Mike Hendricks recently retires as social science, criminal justice instructor at McCook Community College.

Opinion

You don't know your neighbor

Friday, July 22, 2011

As a matter of fact, you don't really know your spouse or your kids either. We all hide things from others, no matter how intimate the relationship is. That's why so many husbands and wives are totally shocked and surprised when they're served with divorce papers. They say they never saw it coming. That's the way it was with me. A mutual friend of ours who happened to be a lawyer called me one night and told me that my wife had filed for divorce that day. Neither of us had ever mentioned divorce in the almost 26 years we had been married.

Intimates of ours, people we would trust with our lives, can look in our eyes and tell us things in the most convincing way imaginable and not be saying a word of truth about what they're feeling or doing. We accept it because the options aren't attractive and then later when we find out what the truth really was, we punish ourselves for being so stupid and gullible. And yet for many of us, the years of lies with that person were better than a world of truths without them.

We often hear similar things about people who kill, kidnap, rape or steal. Their neighbors describe them as quiet or friendly or unassuming or non-threatening and often say they would have never believed the person was capable of doing something like that.

Our kids have their own imaginary worlds they live in and those worlds are often totally outside our level of awareness. So we're flabbergasted when they do something we would never have dreamed of them doing.

The woman I fell in love with after my divorce told me once that it seemed like I could almost read her mind and she wasn't sure she liked that because everybody deserves to have their own little secrets that nobody else knows about.

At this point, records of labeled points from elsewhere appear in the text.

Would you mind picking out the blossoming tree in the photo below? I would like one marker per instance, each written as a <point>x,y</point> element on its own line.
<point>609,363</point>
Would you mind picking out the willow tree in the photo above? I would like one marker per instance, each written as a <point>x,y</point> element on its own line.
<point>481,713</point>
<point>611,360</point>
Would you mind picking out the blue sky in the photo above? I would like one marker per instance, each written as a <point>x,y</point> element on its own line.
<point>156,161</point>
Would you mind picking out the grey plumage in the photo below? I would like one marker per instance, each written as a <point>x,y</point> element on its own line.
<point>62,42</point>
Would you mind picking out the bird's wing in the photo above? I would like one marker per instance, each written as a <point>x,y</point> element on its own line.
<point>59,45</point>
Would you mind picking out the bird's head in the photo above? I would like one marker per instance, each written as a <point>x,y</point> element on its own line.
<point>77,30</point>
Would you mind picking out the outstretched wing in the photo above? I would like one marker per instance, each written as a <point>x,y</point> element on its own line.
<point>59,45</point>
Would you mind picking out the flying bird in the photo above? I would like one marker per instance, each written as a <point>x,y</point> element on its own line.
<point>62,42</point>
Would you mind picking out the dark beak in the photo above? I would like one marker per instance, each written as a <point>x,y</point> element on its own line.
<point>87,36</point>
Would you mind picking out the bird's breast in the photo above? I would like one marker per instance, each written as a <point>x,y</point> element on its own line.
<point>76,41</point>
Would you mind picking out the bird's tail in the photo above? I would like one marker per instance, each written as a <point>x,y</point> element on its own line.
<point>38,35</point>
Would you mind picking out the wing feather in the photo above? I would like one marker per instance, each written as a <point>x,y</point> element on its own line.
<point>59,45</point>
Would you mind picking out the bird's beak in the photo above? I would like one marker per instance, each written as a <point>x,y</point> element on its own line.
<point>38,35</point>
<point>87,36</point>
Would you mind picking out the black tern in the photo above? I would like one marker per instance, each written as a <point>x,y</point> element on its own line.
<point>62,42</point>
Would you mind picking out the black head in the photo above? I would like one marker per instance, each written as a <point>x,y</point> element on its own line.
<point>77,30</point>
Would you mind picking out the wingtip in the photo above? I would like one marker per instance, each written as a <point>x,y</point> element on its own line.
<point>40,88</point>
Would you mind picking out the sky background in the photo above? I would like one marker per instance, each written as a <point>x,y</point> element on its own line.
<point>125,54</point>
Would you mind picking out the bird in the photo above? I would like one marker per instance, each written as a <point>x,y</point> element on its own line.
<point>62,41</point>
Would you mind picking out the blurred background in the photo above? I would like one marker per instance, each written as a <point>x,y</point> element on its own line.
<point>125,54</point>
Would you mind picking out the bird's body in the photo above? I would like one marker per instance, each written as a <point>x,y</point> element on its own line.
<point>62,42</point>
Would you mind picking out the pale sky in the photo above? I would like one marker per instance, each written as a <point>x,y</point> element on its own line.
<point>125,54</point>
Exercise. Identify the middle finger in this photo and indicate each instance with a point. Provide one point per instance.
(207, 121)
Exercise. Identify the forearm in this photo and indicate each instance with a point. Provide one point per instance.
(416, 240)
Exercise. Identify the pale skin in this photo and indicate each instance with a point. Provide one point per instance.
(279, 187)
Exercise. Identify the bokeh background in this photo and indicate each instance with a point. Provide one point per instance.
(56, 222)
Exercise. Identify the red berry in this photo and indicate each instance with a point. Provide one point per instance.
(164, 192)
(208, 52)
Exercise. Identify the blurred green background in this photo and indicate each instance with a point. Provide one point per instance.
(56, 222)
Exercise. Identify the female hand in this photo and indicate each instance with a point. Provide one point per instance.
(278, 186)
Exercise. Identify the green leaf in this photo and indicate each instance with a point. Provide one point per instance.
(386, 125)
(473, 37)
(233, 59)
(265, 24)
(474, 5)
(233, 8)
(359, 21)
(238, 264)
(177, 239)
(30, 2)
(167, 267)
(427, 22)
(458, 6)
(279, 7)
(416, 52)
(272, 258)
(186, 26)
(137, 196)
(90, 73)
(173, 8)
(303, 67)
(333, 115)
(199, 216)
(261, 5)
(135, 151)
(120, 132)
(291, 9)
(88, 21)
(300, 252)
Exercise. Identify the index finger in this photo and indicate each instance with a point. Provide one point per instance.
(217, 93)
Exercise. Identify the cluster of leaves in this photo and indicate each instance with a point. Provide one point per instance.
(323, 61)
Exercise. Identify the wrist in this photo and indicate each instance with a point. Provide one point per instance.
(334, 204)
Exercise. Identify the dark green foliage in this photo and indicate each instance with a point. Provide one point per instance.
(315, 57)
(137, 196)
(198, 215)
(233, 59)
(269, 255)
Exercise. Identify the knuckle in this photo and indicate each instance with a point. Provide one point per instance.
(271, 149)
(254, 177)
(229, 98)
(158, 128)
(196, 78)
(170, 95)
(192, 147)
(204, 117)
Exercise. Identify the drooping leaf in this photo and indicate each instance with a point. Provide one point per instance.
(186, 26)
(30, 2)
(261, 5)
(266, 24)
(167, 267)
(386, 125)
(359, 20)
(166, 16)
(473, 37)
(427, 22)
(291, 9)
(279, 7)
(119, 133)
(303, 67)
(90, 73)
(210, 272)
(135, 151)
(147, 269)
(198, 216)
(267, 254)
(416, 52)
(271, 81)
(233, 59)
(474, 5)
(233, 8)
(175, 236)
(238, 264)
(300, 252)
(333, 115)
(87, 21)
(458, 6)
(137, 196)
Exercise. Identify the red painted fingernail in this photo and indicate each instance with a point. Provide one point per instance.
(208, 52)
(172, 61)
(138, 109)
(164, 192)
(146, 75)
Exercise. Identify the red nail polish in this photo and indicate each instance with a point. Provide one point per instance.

I tell my students each semester that they have no idea what goes on in some homes around here when the blinds are pulled and the doors are shut and that they would be totally amazed if they did.

It's what sociological interactionists call front stage/back stage behavior. It's a kind of public/private existence where we act one way in public and a different way in private. Many spouse abusers successfully get away with their crimes because their friends would never believe they were capable of such a thing. And yet, in the privacy of their own homes, they are. Their spouses see a side of them nobody else does and often suffer terrible injustices because of it.

We all have a need at some level for this kind of privacy because we all have thoughts that society says we shouldn't have. We often think and sometimes act on these private thoughts but we usually do it in a closed setting where either nobody else knows or only a few do.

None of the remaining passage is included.